Raphael Monstein, from the Zurich University of Applied Sciences, who has been watching how incidents have risen, told the Times that over the past month, there were more than 40,000 flights affected.
“The risk is not that just suddenly an aircraft falls out of the sky. But over time, you increase the chance that something bad is going to happen,” he said.
Monstein warned of a danger that GPS problems could “chip away at the safety margins.”
“These systems were introduced for a reason, and they help make the whole system safer,” he said.

Problems with GPS can also cause issues in other systems in which it is integrated, causing lingering problems, the report said. Even after leaving an area of interference, GPS issues can continue.
Matters could get worse with the approach of winter, when weather conditions are usually worse, said Mark Zee, who founded Opsgroup, a collaboration of aviation officials including 9,000 pilots.
Among the incidents that Opsgroup has heard of was a plane nearly landing on the wrong runway and another that almost strayed over an Iranian missile facility.
Opsgroup has recommended that pilots reboot their GPS system once they leave a spoofing area, the Times reported.
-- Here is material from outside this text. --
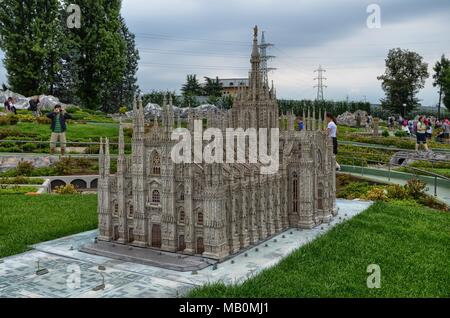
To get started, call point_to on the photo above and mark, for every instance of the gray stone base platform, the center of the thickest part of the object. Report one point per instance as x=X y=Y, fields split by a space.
x=74 y=274
x=146 y=256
Aviation officials say that the satellite systems are only one of the navigation methods that modern planes use, the report said.
In July, The New York Times reported that an airbase in northern Israel was identified as the source of many GPS spoofing measures in the Middle East
The IDF declined to comment on the report.

Spoofing activities have also had an influence closer to the ground. Since the start of the war, users of driving navigation apps in Israel have often said their GPS was showing them to be in Beirut and other Lebanese locations, or in Cairo and its environs. Similar GPS disruptions were believed to be affecting dating apps in March as users in Israel and its bordering nations were being offered potential matches across borders, even in enemy countries.
The war erupted on October 7 when Hamas attacked Israel, killing some 1,200 people and abducting 251 as hostages to Gaza.
Israel responded with a military offensive to topple the Hamas regime, destroy the terror group, and free the hostages, 99 of whom remain in captivity.
The day after the Hamas attack, the Iran-backed Lebanese terror group Hezbollah began near-daily attacks along the border with Israel, saying it was acting in support of Gaza.
Fighting in the north has further escalated in recent weeks, as has the number of drone attacks claimed by Iraqi groups.